In the face of this technological inevitability, those voices expressing concern are not given sufficient attention. Our technology constrains our decision making into avenues that have most to do with mastery and control. However, technical mastery is not the only ideology that shapes the future. Those who control the money enjoy the mastery. Theologian Ted Peters worries that laissez-faire capitalism is so baked into the value systems of the technological ethos that all technological advancement will be directed to the interests of investors, leaving those without power at the mercy of those who possess the ability to control society (
Peters 2011, pp. 70–71). This raises the issue of how the reality of transhumanism will look as opposed to the hopeful visions of it. Social Darwinism lurks in the shadows, claiming it can pick the winners and losers. In this case, it is those with the most resources who are able to control the contours of the new human being in the posthuman world. If history is any indication, the dystopian works of science fiction may be more prescient about what the future looks like than we want to think.
That future will be shaped by how we think about the world and our place in it. Certainly, a type of nihilism about a universe devoid of meaning can push us forward; or, we may recover a sense of teleology about the world we are embedded within.
4 Contemplation on nature might give us the picture of something that we need not be alienated from. The universe is not so much things or particles as much as it is a process made up of events, relationships, and experiences that we access in our biological bodies, which, for all their limitations, have brought us to the present. The richness of our interior worlds, our journey to the creation of the aesthetic, occurred because of—not in spite of—our embodiment within the world (
Clayton 2004, pp. 163 ff.).
Many transhumanists counter that maximizing our potential is also a response to the universe’s lure.
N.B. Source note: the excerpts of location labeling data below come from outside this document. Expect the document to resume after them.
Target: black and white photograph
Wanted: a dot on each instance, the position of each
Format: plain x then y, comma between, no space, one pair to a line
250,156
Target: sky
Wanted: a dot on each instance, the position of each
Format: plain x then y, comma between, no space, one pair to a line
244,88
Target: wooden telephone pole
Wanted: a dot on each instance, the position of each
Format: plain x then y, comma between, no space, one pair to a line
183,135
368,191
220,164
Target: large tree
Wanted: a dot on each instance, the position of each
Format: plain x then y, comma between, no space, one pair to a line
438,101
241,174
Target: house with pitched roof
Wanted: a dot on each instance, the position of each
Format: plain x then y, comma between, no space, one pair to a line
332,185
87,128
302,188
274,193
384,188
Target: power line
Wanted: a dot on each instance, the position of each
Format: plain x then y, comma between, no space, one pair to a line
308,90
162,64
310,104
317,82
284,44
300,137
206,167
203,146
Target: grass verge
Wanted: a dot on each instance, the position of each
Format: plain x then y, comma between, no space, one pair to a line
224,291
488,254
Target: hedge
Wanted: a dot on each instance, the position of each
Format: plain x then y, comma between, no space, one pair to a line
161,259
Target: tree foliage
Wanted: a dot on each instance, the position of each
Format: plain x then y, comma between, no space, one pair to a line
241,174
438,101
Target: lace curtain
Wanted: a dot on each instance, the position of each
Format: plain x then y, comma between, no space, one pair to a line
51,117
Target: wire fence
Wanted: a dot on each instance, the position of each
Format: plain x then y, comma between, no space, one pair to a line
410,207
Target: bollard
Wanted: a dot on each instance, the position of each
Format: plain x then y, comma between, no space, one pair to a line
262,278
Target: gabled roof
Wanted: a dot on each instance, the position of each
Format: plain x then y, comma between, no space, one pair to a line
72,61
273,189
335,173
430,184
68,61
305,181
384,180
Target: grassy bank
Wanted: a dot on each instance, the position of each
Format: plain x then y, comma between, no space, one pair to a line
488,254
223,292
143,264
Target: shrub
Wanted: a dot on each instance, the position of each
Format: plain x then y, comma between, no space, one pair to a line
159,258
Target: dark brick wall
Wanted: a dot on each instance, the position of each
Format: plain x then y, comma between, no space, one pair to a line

5 It is nature that has brought us to this point, and we should use our powers to improve upon it. However, our track record at improving our environment is consistently at odds with our use of technology. We are more likely to use technology to increase our powers, like intelligence, than the moral and ethical qualities of empathy or care for the natural world. This raises a larger question about whether we have developed sufficient habits, ethics, or wisdom to acquire and use such powers in ways that would not constitute the paths to our disappearance. Is the economic capital presently driving our technologies and science more of an existential threat than we realize? Is it wealth that gets to decide what bodies look like in the future, or which bodies are worth valuing and saving? We risk doing great harm in our desire to do great good.
Though it is inevitable that we will create some type of superintelligence, we will not likely create enhanced compassion to accompany it. Certainly, the ported brain does not seem a likely candidate for capturing this dimension of human experience. Until qualities such as compassion, forgiveness, or empathy become our priority, I suspect that no matter how far we are able to move toward the eschatology of batteries and silicon, our Gnostic dreams of immortality constitute an existential threat to the fragile wonder that is humankind.